The other thought was products of n*log(n) [roughly the nth prime], though I was unable to get anywhere with this.

Anyways... an interesting problem... anyone got any ideas on it?

It certainly looks interesting, and I'd like to be able to give it more of a "go," but I don't know anything about the Euler totient function, sadly. Could you elaborate on it?

You might also want to post it on artofproblemsolving.com under advanced topics or other problem solving... there are some geniuses there.

Zach L.
09-17-2003, 06:38 PM
Hmm.. good idea.

The Euler totient function is this (usually it is phi, but I'm using o).
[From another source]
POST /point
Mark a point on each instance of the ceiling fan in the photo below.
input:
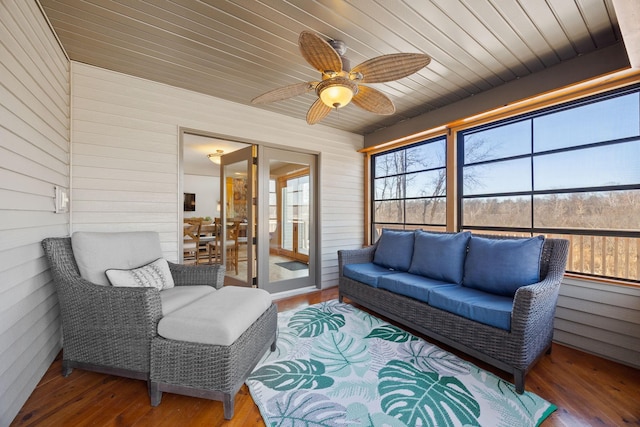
(342, 84)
o(n) = # of integers < n and relatively prime to n

o(p^n) for prime p = p^n - p^(n-1)
For n = 1, this is o(p) = p - 1

o(a*b) for relatively prime a and b = o(a) * o(b)

Sang-drax
09-19-2003, 12:57 PM
Originally posted by Zach L.

I reasoned that it is 0 because if you take the k = p1*p2*...*pm (where the p's are primes to the first power), then o(k)/k = (p1 - 1)*(p2 - 1)*...*(pm - 1)/(p1*p2*...*pm), which looks somewhat like 1*2*3*4...*(n-1)/(2*3*5*...*n) which clearly goes to 0 as n approaches infinity... though most of the terms are missing, so I am not sure.
Your resoning here sounds plausible. What makes you unsure?

But 'infinity' is hard to work with, OTOH. I'm not sure one can divide infinity into prime numbers like that, it could just as well be one single infinitely large prime number, then the answer would be 1.

Zach L.
09-20-2003, 07:45 AM
Alright, the professor presented the solution in class. Its a really cool solution too. My reasoning was along the right track, but far from fully developed.

Take the product of all primes to the first power: n = p1*p2*p3*... (all of thesw are really limits, of course).

Now, looking at o(n)/n we have (p1-1)*(p2-2)*.../n.

To show that lim inf (n->infinity) of o(n)/n, we can show that the above limit is 0. It will be zero if its reciprocal is infinite, of course.

So now look at the infinite product of all terms of the form: p/(p[i] - 1). This can be rewritten as 1/(1-1/p[i]). Remembering that 1/(1-x) is the value of the infinite sum 1+x+x^2+... for abs(x) < 1 (which is the case for inverses of integers), we end up with an infinite product of all of the power series of the inverse of every prime (an infinite product of infinite sums... gee why did I see that :rolleyes: )

Well, as every power of every [i]prime is in there exactly once, and will be multiplied once with every power of every other prime, etc, this product comes out to 1+1/2+1/3+1/4+1/5+... (the harmonic series) which diverges, so the limit of o(n)/n for the given n is 0, and consequently, so is the infimum as n goes to infinity.

Anyways... I thought that was kind of cool.